CHARLOTTE, N.C. -- On average last year, one homeless man got off the streets and into housing every day, through a little-known program run by the Men’s Shelter of Charlotte.
This year, the program intends to increase the number to 400 men – about eight a week – with the help of a newly created Housing Resource Center at the shelter, staffed largely by volunteers.
Carson Dean, the shelter’s executive director, said the new center’s mission is grounded in common sense: If it costs $7,000 a year to house a man at the shelter, why not instead find out what benefits he qualifies for (veterans, disability, Social Security), and let him use that to help pay rent on an apartment?
The new center will do just that, along with locating apartments in the price range of homeless men, helping them fill out the application and pitching in money on upfront costs.
“If a guy owes a landlord back rent and nobody will rent to him till it’s paid, it’s more economical for us to pay it. That way, we can free up the shelter beds,” Dean said. “I’d rather pay off a $1,000 debt and get them out of the shelter in 30 days than pay the $7,000 for them to stay in the shelter a year. I’m saving $6,000.”
Dean’s goal in 2013 is to increase the number to an average of 500 men housed a year.
It’s a process called Rapid Rehousing, and it’s in keeping with a federal mandate that emergency shelters should be for emergencies only.
There are 5,000 to 6,000 homeless men, women and children in Mecklenburg County, according to Charlotte’s homeless services network. The men’s shelter houses about 600 men a night, including a growing number of veterans.
A sample survey done earlier this year by the shelter showed most of the men had been homeless for about two years. Ten percent had a job that didn’t earn enough to get them into a home, and 34 percent had a disability.

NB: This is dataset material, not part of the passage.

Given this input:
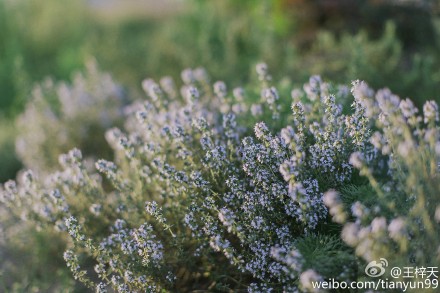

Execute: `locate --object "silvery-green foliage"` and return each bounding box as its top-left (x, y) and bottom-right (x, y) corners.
top-left (2, 63), bottom-right (440, 292)
top-left (15, 60), bottom-right (127, 174)
top-left (324, 82), bottom-right (440, 284)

The men’s shelter, the Urban Ministry Center and the Salvation Army Center of Hope for women and children have all crafted programs to help the homeless connect to benefits they are qualified to receive.

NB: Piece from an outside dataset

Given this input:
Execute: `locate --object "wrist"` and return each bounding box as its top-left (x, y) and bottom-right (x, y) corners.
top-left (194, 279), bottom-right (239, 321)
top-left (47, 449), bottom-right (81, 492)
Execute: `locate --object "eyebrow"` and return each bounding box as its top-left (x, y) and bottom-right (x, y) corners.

In many cases, those benefits are helping to pay the rent on apartments that get them off the streets.
Henry Lee, 42, was among the first of the homeless to seek help through the new Housing Resource Center. Approval of his subsidized apartment is pending, and could come at any time, officials said.
A disability check will help him pay the costs.
Lee said it will be his first apartment ever. And it will enable his 12-year-old daughter Giani to stay with him for the first time.
“My own bathroom,” Lee said, dreaming of the blessings ahead. “No more waiting in line for everything. Everywhere you go when you’re homeless, seems like you’re waiting in line.
“And the quiet. I’m going to just take it all in.”
Lee said he became disabled during a municipal bus accident in his hometown of Brooklyn, N.Y. He came to Charlotte three years ago, hoping for a fresh start.
That never happened, however, and he eventually landed in the shelter, with some short stints living on the streets and several weeks in a tent with the Occupy Charlotte protesters at City Hall.
“I spent some nights sleeping on a bench across from the police precinct,” he said, laughing at the irony.
The idea for the new Housing Resource Center is credited to shelter staff member Stephanie Wheless, who came to realize that the homeless were inexperienced at things like apartment searches and filling out leases.
Volunteers are being recruited and trained by the center to help with such tasks, as well as locating apartments near mass transit.
Meanwhile, the shelter has received about $100,000 in local government money this year to help with rental subsidies, pay deposits and reduce other housing barriers for the homeless.
“Everybody deserves housing, but there were not enough hours in the day for the staff to help the men here,” said Wheless, noting the volunteers are filling that gap.
“You can’t ignore homelessness. It’s not going away by itself, unless we work together to end it.”